パーキンソン病で要介護認定を受けるには?申請と認定調査のポイント

パーキンソン病で要介護認定を受けるには?申請と認定調査のポイント

パーキンソン病は進行性の疾患であり、将来の生活や介護について不安を抱える患者さまやご家族も少なくありません。介護が必要になった際、公的な支援を受けるために重要なのが要介護認定です。

しかし、介護保険制度の仕組みや申請手続きが複雑でわかりにくいと感じる方も多いでしょう。この記事では、パーキンソン病と介護保険制度の位置づけ、要介護認定の申請手続き、正確に症状を伝えるための認定調査のポイントについて、わかりやすく解説します。

介護保険制度におけるパーキンソン病の位置づけ

要介護認定を受けた方は介護保険による公的サポートを受けることができますが、パーキンソン病患者の場合はどうなのでしょうか。ここでは、介護保険制度におけるパーキンソン病の位置づけと、ほかの公的支援との関連性について解説します。

パーキンソン病は特定疾病のひとつ

パーキンソン病は、介護保険制度において特定疾病のひとつに指定されています。そのため、40~64歳のパーキンソン病患者は、要介護認定されれば介護保険の対象となります。
パーキンソン病によって身体の動作障害や日常生活動作(ADL)の低下がみられる方は、要介護・要支援認定の対象です。進行度に応じて、訪問介護や通所リハビリ、福祉用具貸与などのサービスを利用することができます。

また、パーキンソン病でなくても、似た症状を呈する「パーキンソン症候群」のうち、進行性核上性麻痺、大脳皮質基底核変性症も特定疾病です。これらの診断を受けた40~64歳の方も、要介護認定されれば介護保険が受けられます。

介護保険の原則

介護保険は、40歳以上の国民が加入する公的保険です。介護が必要な状態(要介護状態)になった場合に、所定の介護サービスを受けることができます。

介護保険の制度上、65歳以上の人を「第1号被保険者」、40~64歳の人を「第2号被保険者」と呼びます。第1号保険者は、要介護状態になったら、原因に関係なく介護保険によるサービスを受けることが可能です。第2号保険者は、要介護状態になった原因がパーキンソン病を含む特定疾病(16疾患)による場合に限り、介護サービスを受けることができます。

介護サービスには、自宅訪問や通所サービス、福祉用品サービスなどさまざまなものがあります。これらのサービスは、要支援1~要介護5までの要介護度によって受けられる種類や範囲が異なります。

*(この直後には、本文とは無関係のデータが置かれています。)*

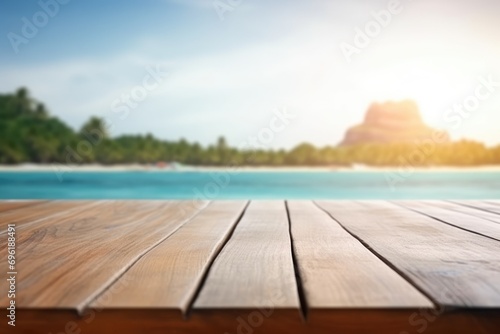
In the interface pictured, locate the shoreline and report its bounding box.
[0,164,500,173]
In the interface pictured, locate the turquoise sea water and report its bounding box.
[0,171,500,199]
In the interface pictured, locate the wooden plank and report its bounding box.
[318,201,500,307]
[452,201,500,217]
[194,201,300,310]
[394,201,500,241]
[13,308,500,334]
[0,200,46,212]
[90,201,247,313]
[425,200,500,224]
[0,201,100,234]
[0,201,207,311]
[288,201,433,309]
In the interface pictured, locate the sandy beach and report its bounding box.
[0,164,500,172]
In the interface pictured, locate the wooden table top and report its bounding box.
[0,200,500,334]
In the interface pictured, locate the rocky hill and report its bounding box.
[340,100,450,146]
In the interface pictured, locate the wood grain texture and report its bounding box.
[0,201,207,311]
[10,308,500,334]
[424,200,500,224]
[318,201,500,308]
[94,201,247,313]
[394,201,500,241]
[453,201,500,217]
[0,200,46,212]
[288,201,433,309]
[194,201,300,315]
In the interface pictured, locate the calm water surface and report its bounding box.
[0,171,500,199]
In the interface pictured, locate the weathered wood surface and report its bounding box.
[0,201,208,311]
[194,201,300,310]
[0,200,500,334]
[319,201,500,308]
[453,201,500,217]
[288,201,433,309]
[394,201,500,241]
[94,201,246,313]
[426,201,500,224]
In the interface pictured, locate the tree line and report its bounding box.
[0,88,500,166]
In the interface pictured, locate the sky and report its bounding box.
[0,0,500,148]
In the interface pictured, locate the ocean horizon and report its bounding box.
[0,170,500,200]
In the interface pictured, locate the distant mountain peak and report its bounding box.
[341,100,450,146]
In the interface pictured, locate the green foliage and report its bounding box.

パーキンソン病で介護保険を受けるメリット・デメリット

介護保険の要介護認定を受けることには、患者さまやご家族にとってメリットとデメリットがあります。
ここでは、パーキンソン病に特化した内容を記載していますが、一般の介護保険も流れはほぼ同じなので、パーキンソン病と診断されていない方もぜひご参考にしてください。

介護認定を受ける最大のメリットは、身体機能の低下を補うためのサービスを早い段階で導入できることです。パーキンソン病は進行性の疾患ですが、早期からリハビリなどを行うことで生活の維持がしやすくなるでしょう。また、訪問介護やデイサービスを利用できるのもメリットのひとつで、介護を行うご家族の身体的・精神的な負担が軽減され、金銭的な負担も公的な助成により抑えられます。

一方、デメリットとして挙げられるのは、申請手続きや制度が複雑で、わかりにくく感じる場合があることです。ご家族が、仕事や家事をしつつ申請手続きを行うのは負担になるかもしれません。

ほかの公的支援制度との連携

パーキンソン病患者が受けられる公的支援制度は、ほかにも「難病医療費助成制度」や「障害者手帳制度」「高額療養費制度」などがあり、それぞれ介護保険との併用が可能です。

<ほかの公的支援制度>
・難病医療費助成制度:医療費の自己負担が原則2割となる(所得額により月額自己負担上限額あり)
・障害者手帳制度:所得税や住民税の控除、公共交通機関の割引、福祉サービスの利用などが可能
・高額療養費制度:医療費の自己負担額が一定額を超えた場合に払い戻しが受けられる

パーキンソン病診断後に要介護認定を受けるまでの流れ

ここでは、パーキンソン病の診断後に要介護認定を受ける場合の流れをご紹介します。なお、ほかの病気や加齢で要介護認定を受けた後にパーキンソン病と診断されるケースもありますが、ここでは割愛します。

1. 必要な書類をそろえて申請

要介護認定を申請したいときは、まずお住まいの市区町村(役所・役場)の介護保険担当窓口で相談するのが一般的です。窓口で「要介護認定の申請をしたい」と相談すると、地域包括支援センター(地域連携支援センター)などを紹介してもらえるほか、申請手続きのサポートも受けられます。地域包括支援センターでは、ケアマネージャーを手配してもらえます。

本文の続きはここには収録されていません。